Relief features: The island is formed by a great fault block trending north-northeast to the south-southwest, which is tilted toward the west. Its eastern margin, facing the Pacific Ocean and often lined with cliffs, marks the edge of the continental shelf. Its western section is on the slope of the shelf as is the Taiwan Strait, the shallower parts of which are only 320 feet below sea level. The coastline on the west is simple and straight, bordered with low sand dunes and lagoons. Deep-water ports are situated at Jilong, at the northern tip of the island, and at Gaoxiong, on the southwest coast. The crest of the Zhongyang Shanmai (Central Range) lies east of and parallels the island's axis. Scores of peaks rise above 10,000 feet, the highest being Yu Shan, (3,997 m). Around the mountainous area are numerous independent hills, with an average height of 5,000 feet. The relief on the east is very steep and that on the west quite gradual. The terrace tablelands and alluvial coastal plains in western Taiwan form the principal area of dense population; most of the majorities are located there.

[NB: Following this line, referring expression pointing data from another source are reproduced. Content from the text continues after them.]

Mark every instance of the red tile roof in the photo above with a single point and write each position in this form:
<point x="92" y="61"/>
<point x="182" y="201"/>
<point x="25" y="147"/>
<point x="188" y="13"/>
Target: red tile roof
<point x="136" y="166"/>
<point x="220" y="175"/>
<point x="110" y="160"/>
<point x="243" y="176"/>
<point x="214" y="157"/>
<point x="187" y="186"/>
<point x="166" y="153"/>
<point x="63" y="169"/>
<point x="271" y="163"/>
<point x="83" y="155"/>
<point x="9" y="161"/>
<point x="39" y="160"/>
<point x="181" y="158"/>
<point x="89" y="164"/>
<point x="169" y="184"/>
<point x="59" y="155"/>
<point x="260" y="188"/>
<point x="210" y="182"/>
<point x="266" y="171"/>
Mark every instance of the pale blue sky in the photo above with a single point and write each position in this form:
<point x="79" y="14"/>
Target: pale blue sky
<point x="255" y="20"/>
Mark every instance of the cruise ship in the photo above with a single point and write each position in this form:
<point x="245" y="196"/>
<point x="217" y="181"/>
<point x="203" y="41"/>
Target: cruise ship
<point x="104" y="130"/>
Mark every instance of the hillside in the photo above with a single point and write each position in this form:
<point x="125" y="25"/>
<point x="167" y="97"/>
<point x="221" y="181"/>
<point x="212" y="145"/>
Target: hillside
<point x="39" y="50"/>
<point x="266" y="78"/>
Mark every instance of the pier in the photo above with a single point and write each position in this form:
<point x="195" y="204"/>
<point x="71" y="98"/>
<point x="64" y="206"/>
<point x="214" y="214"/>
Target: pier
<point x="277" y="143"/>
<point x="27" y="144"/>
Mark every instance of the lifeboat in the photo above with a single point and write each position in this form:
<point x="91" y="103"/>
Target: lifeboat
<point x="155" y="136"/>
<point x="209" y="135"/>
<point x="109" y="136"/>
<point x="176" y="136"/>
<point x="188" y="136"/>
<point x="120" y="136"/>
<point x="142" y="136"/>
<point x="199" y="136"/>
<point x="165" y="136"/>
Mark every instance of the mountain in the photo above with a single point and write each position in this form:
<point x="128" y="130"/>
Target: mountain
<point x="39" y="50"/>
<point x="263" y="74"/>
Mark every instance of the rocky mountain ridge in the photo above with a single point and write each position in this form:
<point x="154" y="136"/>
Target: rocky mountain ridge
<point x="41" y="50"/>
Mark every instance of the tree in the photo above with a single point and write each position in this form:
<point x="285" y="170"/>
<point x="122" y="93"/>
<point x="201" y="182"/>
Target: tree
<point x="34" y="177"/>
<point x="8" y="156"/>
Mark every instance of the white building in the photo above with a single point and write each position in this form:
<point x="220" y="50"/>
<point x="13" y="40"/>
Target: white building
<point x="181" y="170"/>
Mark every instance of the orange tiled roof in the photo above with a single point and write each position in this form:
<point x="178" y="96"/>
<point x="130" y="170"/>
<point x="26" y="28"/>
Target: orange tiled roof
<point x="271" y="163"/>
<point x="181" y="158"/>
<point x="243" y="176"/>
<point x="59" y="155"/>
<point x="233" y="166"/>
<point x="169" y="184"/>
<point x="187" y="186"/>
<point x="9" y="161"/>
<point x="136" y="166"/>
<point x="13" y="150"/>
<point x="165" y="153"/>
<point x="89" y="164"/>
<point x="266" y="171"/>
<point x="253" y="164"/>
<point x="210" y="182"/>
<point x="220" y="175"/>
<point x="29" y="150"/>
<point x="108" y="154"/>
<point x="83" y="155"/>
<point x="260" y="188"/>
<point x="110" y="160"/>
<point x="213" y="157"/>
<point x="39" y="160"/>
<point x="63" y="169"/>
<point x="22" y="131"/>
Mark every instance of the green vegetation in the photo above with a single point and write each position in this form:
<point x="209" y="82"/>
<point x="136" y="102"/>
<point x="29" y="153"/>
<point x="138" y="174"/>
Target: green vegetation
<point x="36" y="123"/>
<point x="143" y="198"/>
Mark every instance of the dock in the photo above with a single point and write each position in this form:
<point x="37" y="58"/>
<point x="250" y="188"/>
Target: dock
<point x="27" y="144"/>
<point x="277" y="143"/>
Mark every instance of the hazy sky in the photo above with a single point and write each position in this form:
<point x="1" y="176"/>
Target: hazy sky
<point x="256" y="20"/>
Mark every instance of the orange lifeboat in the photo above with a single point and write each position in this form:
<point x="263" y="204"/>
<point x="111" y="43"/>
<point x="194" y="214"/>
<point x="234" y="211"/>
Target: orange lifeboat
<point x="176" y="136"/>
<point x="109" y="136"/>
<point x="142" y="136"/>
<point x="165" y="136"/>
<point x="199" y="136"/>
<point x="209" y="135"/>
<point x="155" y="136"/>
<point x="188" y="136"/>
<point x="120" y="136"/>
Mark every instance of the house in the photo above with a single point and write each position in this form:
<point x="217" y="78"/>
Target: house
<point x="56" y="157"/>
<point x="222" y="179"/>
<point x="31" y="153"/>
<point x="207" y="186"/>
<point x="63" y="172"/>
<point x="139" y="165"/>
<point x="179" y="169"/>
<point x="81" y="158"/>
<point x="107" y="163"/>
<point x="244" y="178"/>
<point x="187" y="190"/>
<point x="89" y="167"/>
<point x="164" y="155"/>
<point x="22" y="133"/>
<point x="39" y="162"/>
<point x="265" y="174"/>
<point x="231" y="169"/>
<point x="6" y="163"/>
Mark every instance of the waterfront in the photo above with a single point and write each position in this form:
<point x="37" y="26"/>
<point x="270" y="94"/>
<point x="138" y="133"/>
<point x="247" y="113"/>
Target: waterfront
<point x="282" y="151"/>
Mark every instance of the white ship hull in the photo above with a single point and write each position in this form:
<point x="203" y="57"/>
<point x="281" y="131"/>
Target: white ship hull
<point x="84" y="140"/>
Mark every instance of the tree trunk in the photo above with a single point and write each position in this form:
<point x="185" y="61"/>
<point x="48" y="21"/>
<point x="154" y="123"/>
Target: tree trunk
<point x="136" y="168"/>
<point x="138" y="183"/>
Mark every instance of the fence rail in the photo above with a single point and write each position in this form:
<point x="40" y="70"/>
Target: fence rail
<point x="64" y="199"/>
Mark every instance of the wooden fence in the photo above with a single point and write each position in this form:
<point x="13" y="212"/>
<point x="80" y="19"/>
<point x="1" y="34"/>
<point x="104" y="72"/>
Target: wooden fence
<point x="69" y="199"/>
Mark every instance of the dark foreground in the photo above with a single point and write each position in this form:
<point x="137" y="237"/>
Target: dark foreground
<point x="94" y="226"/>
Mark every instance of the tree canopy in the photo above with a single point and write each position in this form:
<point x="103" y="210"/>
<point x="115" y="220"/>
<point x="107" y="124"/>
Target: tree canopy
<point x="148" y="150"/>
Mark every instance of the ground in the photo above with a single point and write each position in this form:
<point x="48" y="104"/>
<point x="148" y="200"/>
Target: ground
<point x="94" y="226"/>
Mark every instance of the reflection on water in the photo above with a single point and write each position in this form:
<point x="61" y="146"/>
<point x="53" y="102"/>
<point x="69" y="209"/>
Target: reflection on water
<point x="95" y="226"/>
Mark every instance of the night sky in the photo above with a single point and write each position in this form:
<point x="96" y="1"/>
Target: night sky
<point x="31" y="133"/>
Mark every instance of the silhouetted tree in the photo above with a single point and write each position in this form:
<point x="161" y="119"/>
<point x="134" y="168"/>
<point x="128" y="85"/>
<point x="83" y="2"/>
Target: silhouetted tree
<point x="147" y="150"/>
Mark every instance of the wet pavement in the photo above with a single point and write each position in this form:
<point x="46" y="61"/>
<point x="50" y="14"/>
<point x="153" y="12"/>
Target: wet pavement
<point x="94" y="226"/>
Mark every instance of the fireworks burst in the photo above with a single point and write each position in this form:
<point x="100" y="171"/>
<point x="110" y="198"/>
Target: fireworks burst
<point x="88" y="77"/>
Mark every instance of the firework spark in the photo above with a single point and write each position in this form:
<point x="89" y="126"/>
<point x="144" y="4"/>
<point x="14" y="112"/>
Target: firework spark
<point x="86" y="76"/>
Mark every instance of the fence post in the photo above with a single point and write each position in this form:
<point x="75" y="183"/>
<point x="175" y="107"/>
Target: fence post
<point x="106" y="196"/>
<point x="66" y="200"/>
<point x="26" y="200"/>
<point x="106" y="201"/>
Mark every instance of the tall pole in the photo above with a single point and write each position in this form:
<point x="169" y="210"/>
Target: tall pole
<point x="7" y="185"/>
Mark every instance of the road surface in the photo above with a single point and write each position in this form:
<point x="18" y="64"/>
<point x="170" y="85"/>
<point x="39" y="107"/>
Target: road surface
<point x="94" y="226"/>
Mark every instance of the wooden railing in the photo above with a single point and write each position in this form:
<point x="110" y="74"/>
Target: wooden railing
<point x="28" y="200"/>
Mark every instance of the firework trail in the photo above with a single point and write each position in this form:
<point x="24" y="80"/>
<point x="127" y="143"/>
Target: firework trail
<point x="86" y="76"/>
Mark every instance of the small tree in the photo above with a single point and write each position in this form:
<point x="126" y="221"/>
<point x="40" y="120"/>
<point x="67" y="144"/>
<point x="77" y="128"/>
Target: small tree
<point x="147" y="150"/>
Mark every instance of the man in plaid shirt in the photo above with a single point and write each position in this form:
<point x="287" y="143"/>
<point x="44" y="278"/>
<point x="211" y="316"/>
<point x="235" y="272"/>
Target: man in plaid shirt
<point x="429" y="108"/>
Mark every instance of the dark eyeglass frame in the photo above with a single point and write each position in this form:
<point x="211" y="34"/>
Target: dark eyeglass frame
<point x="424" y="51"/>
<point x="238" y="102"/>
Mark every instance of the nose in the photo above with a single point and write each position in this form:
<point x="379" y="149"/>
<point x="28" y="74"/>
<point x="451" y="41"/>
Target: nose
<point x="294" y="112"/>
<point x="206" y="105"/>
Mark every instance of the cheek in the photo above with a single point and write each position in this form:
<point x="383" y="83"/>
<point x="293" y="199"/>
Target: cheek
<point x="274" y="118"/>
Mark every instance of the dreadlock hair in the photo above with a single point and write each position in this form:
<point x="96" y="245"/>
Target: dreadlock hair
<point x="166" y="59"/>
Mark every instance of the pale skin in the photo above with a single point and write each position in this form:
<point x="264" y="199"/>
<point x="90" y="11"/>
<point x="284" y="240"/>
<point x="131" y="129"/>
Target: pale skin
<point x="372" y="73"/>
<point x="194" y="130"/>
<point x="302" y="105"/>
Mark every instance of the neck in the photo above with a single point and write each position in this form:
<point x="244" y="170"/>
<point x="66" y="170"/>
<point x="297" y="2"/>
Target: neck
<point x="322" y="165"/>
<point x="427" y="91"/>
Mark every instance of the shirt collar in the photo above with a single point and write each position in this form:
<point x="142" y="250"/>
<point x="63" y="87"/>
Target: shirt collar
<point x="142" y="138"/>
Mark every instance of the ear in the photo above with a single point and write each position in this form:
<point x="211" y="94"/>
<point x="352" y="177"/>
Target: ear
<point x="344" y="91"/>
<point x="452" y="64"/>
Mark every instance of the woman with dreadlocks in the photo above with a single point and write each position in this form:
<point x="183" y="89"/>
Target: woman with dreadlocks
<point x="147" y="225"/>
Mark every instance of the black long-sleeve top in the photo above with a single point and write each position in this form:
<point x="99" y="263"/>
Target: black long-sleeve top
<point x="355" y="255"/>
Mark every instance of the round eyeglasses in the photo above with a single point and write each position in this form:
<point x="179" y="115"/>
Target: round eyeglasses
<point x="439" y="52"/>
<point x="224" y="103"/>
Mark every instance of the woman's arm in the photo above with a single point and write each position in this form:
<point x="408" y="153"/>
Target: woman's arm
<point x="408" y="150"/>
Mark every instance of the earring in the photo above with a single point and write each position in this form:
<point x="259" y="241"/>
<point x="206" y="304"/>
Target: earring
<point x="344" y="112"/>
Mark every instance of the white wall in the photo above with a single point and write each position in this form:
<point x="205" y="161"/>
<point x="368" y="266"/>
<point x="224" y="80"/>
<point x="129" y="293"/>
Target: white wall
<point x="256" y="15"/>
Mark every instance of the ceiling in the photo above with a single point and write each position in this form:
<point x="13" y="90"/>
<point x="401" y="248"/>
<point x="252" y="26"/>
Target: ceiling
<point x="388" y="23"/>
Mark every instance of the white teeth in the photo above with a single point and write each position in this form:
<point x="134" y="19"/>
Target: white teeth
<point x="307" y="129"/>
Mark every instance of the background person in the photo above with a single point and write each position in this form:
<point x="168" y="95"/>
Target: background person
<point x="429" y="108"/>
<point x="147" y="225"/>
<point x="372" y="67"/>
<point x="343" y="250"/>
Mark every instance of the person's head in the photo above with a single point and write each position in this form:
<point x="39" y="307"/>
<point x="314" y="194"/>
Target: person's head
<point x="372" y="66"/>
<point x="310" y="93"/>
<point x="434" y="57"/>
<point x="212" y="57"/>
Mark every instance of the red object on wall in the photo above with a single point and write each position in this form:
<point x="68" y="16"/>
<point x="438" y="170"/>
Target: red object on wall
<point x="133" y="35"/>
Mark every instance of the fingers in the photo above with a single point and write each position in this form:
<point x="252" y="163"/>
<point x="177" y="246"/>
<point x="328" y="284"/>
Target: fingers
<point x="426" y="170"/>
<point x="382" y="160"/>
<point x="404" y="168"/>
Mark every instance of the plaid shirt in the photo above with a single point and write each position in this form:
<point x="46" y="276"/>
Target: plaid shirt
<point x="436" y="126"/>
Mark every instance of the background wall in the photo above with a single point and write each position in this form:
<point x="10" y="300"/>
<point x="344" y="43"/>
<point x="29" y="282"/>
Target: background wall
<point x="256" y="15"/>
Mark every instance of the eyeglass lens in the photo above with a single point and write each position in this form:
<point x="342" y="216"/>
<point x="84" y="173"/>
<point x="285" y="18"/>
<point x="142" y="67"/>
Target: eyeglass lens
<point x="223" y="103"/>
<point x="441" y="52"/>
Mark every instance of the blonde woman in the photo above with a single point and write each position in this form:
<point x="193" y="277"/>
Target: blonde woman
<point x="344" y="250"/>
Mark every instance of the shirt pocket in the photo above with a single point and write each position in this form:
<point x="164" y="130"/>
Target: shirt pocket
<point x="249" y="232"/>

Drainage and soils: The rivers, all of which rise in the central range, are short and subject to extreme variations in flow. They are mostly shallow or dried up in the dry season, while there are floods in them on soon (rain-bearing wind) season. Lacking steady currents, most rivers are not navigable but are liable to cause floods, especially in the plains, necessitating extensive drainage systems.